Audio By Carbonatix
Legal practitioner, Martin Kpebu has called on the government to repeal Section 208 in the Criminal Code of the 1992 constitution which deals with the publication of false news.
According to him, the use of that legislation is no different from the criminal libel law which was repealed in 2001.
Speaking on JoyNews’ PM Express, Monday, Martin Kpebu said it was surprising that President Akufo-Addo, a human rights lawyer who in 2001 had campaigned for the repeal of the criminal libel law, would introduce such legislation to cull free speech.
He described the recent state prosecutions of activists and journalists for alleged libelous offenses as a criminalization of speech.

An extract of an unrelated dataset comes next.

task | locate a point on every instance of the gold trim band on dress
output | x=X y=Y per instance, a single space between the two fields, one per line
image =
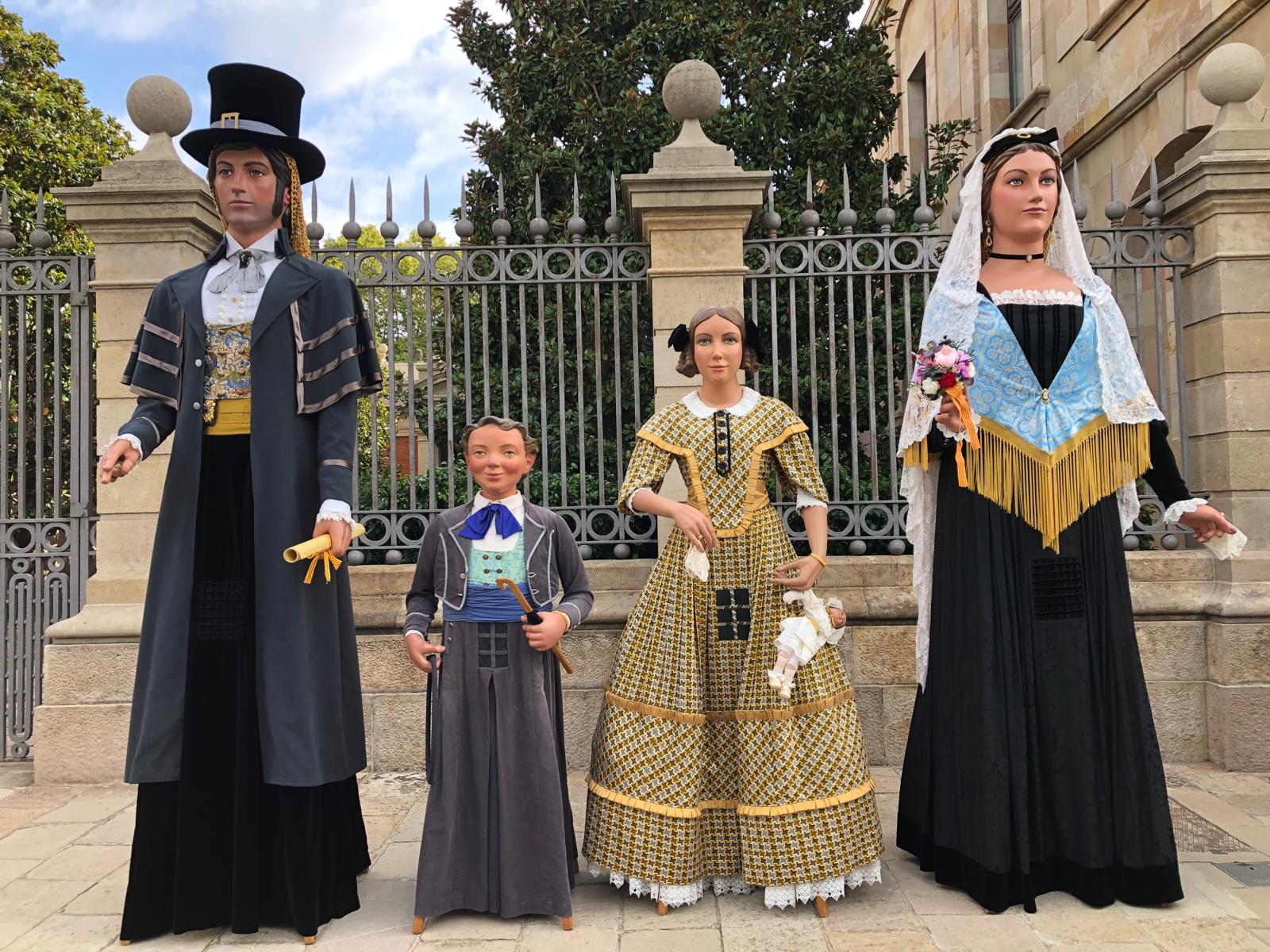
x=694 y=812
x=780 y=714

“By the President leading the charges for the repeal of the criminal libel law, we had drawn a line under the sun trying to say that for us we’ll use civil means to deal with the excesses of journalists. And that is what the President himself had been railing and railing for.
“So it beggars belief that today he’s superintending over us and yet the criminalisation of speech is flourishing with reckless abandon. Oh yes, between last week and this week, you’ve seen the number of cases. So that’s the big contradiction that we shouldn’t allow to fester.

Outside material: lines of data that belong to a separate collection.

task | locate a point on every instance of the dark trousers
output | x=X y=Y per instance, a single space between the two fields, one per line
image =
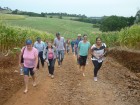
x=97 y=67
x=51 y=66
x=40 y=56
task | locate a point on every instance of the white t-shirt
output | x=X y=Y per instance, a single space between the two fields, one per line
x=98 y=51
x=59 y=43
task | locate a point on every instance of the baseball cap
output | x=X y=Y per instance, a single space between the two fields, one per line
x=28 y=42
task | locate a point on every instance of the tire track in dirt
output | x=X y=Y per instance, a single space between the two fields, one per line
x=69 y=87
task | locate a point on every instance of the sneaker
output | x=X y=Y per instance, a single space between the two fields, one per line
x=34 y=84
x=83 y=74
x=95 y=79
x=52 y=77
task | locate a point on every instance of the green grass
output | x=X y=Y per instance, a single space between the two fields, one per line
x=11 y=17
x=67 y=28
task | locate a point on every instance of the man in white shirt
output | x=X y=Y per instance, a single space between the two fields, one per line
x=59 y=43
x=40 y=46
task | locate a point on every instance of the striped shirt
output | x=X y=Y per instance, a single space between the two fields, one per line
x=39 y=46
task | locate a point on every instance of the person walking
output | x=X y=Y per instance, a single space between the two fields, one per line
x=68 y=46
x=40 y=45
x=98 y=51
x=83 y=52
x=59 y=43
x=28 y=59
x=49 y=55
x=72 y=45
x=76 y=46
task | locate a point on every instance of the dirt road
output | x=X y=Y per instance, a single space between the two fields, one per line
x=69 y=87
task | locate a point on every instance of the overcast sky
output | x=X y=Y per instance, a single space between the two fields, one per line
x=87 y=7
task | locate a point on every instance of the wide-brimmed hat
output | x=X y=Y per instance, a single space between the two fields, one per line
x=28 y=42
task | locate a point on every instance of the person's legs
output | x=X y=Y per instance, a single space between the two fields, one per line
x=26 y=78
x=33 y=76
x=62 y=56
x=38 y=62
x=41 y=58
x=83 y=70
x=84 y=58
x=49 y=67
x=53 y=64
x=96 y=67
x=58 y=57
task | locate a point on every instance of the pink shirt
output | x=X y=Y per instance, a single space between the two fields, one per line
x=50 y=54
x=29 y=57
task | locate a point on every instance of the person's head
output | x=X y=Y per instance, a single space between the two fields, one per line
x=58 y=35
x=49 y=44
x=38 y=39
x=79 y=36
x=85 y=37
x=98 y=40
x=29 y=44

“He led the charges for the repeal of the criminal libel law because he wanted to use a civil means of dealing with the excesses of journalists and that is the trending practice in advanced democracies,” Martin Kpebu explained.
He, thus, called for an end to the use of the law, and a decriminalisation of speech in the country due to its regressive nature.
“So the use of this section 208 about publication of false news we have to stop, then otherwise it becomes the value is the same, whether we repeal criminal libel law or not the value is the same. It’s a shame. So like they say the goat dance, you take four steps forward and take two backwards,” he said.